The below par performance of our O&G Segment is only a temporary set-back and is expected to be over with the completion of the EPCIC project by the first half of 2018. No new EPCIC projects will be undertaken in the foreseeable future. With improved operational efficiency and better service quality, the core Floating Storage and Offloading (“FSO”) business is expected to bring the segment back to greener pastures.

Q : What targets have you set for the short, medium and longterm period?
ED : In the short term, within the next year or so, the plan is to fully capitalise on our status as a RSPO-certified mills, a status that we enjoyed since 2009, when we achieved full RSPO certification. In an age when consumer awareness of environmental and social issues has never been higher, RSPO-certified sustainable palm oil fetches a premium. By banking on innovation, we will continue our focus on enhancing efficiencies and cost management. We will also expand our palm oil business footprint into uncharted territory.
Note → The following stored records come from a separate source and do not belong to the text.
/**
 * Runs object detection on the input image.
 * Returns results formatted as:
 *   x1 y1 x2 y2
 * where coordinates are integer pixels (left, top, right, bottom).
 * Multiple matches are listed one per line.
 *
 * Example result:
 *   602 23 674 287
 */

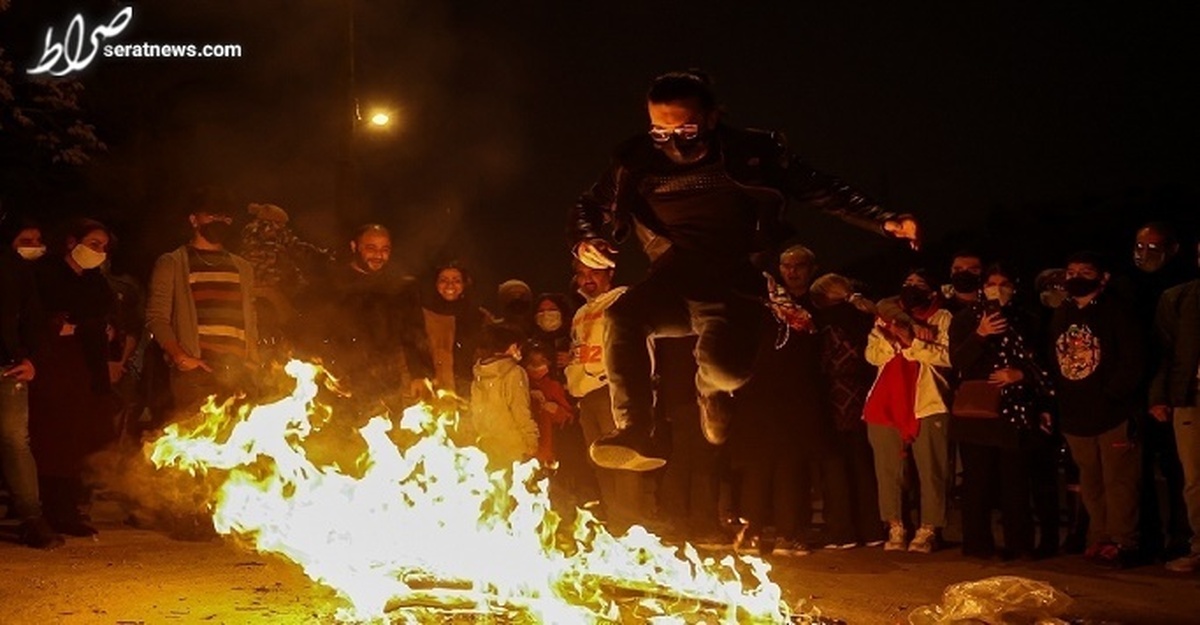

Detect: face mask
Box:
196 221 233 246
17 245 46 260
504 299 533 317
1133 245 1166 274
71 245 108 270
1040 289 1067 308
1063 276 1100 298
535 311 563 332
983 287 1015 306
900 284 931 311
654 133 708 164
950 271 983 295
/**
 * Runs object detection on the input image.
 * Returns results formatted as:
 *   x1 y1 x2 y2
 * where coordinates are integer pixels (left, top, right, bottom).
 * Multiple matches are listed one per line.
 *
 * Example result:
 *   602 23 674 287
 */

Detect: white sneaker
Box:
883 525 908 551
1166 553 1200 573
908 525 937 553
824 542 858 551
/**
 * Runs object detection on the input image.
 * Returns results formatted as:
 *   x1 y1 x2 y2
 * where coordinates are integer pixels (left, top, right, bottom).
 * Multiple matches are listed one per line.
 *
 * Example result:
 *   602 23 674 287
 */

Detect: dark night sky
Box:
7 0 1200 301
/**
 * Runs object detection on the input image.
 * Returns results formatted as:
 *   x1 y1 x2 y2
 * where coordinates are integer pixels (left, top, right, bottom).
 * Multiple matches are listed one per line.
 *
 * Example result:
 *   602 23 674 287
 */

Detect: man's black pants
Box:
605 252 762 428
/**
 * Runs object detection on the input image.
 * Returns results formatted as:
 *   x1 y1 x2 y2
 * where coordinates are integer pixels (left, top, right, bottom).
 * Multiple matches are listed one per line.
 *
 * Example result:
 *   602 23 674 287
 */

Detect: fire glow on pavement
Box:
145 360 793 625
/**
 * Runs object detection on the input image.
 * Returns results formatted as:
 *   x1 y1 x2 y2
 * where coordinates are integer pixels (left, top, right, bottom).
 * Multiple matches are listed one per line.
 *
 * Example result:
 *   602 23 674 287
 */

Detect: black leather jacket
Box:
569 125 898 262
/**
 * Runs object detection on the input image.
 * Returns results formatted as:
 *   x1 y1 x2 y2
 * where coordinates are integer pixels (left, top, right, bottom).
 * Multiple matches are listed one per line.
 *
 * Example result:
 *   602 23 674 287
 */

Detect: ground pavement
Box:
0 503 1200 625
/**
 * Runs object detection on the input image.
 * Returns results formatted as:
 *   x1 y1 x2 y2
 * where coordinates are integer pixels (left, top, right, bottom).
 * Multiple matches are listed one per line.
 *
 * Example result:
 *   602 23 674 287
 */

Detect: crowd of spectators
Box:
0 188 1200 572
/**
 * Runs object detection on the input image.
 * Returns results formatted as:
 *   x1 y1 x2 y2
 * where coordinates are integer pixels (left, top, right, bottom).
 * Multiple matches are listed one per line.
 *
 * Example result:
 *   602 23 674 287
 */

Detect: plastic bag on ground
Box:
908 576 1072 625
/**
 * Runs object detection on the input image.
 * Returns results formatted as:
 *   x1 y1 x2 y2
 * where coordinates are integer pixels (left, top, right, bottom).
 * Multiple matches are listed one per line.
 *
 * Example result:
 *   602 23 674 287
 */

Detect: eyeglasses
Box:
650 124 700 143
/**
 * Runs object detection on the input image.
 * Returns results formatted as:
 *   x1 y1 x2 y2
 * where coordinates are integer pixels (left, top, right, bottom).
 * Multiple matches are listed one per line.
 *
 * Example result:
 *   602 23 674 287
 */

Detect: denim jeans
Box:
0 378 42 519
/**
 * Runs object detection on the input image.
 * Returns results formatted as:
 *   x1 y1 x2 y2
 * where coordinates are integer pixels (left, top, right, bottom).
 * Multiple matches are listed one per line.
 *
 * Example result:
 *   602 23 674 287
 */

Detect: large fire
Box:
146 360 791 624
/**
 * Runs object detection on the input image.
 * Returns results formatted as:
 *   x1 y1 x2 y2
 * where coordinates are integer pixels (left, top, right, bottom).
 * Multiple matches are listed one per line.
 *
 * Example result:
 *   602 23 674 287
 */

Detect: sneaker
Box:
20 517 66 551
688 529 733 551
824 542 858 551
1084 542 1111 560
770 539 809 555
697 392 733 445
883 525 908 551
588 427 667 471
733 536 762 554
1092 542 1130 569
1166 553 1200 573
50 515 98 537
908 525 937 553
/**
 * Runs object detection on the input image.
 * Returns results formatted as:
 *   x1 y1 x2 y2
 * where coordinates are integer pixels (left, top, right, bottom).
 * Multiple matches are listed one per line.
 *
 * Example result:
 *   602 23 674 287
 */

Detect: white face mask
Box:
71 245 108 270
983 287 1015 306
17 245 46 260
534 311 563 332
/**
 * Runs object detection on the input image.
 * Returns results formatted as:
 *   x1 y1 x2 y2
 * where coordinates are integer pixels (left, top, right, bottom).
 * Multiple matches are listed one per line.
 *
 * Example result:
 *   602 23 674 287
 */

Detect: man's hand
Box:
175 354 212 373
976 312 1008 338
988 367 1025 386
4 359 37 381
575 239 617 269
883 215 920 250
108 360 125 384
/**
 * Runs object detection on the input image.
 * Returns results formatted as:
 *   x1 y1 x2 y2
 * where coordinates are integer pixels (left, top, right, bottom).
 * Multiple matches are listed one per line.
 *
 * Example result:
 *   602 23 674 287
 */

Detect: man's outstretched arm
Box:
568 162 620 269
776 136 920 248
Our medium-range plan is to increase the size of the palm oil business to reap better economies of scale, while exploiting opportunities to move further up the palm oil value chain. Plans are also in the pipeline to divest non-performing businesses or to optimise returns on investments. Within our IV Segment, the new emphasis will be on companies that are related to our core palm oil business. We are currently evaluating the viability of both our pineapple growing and cattle rearing projects. To crystalise the value of Kulim’s significant landbank, the first phase of Kulim’s housing project at Taman R.E.M, is expected to be completed by end-2018. Sungai Papan estate has been earmarked for a mixed property development project, while the Sedenak Estate will be converted into the Sedenak Data Centre and Robotic Valley.

Over the long term, the target is to scale up FFB production and achieve year-on-year positive growth in palm product yields and extraction rate. Our long-term vision includes the identification of new income streams via the Blue Ocean Strategy. A raft of financial strategies will be put in place to enhance profitability and ensure more rigorous management of our cash flows towards achieving JCorp’s zero gearing target by 2022.

Q : Kulim was delisted from the Main Board of Bursa Malaysia on 4 August 2016 and became a 100% subsidiary of JCorp. Do the long-term plans for Kulim, include a relisting exercise?
ED : Kulim will continue to evaluate numerous initiatives, business opportunities and proposals. These include a re-listing exercise should the right conditions and opportunities come our way in order to enhance Kulim’s growth and value over the long-term.

Q : What is the biggest contributing factor towards Kulim’s success to date?
ED : Without question, it is the vision and leadership of our commercially-driven management, ably supported by a talented and dedicated pool of employees. Together they make up a formidable team and this will ensure Kulim’s continued progress and sustainable growth well into the future.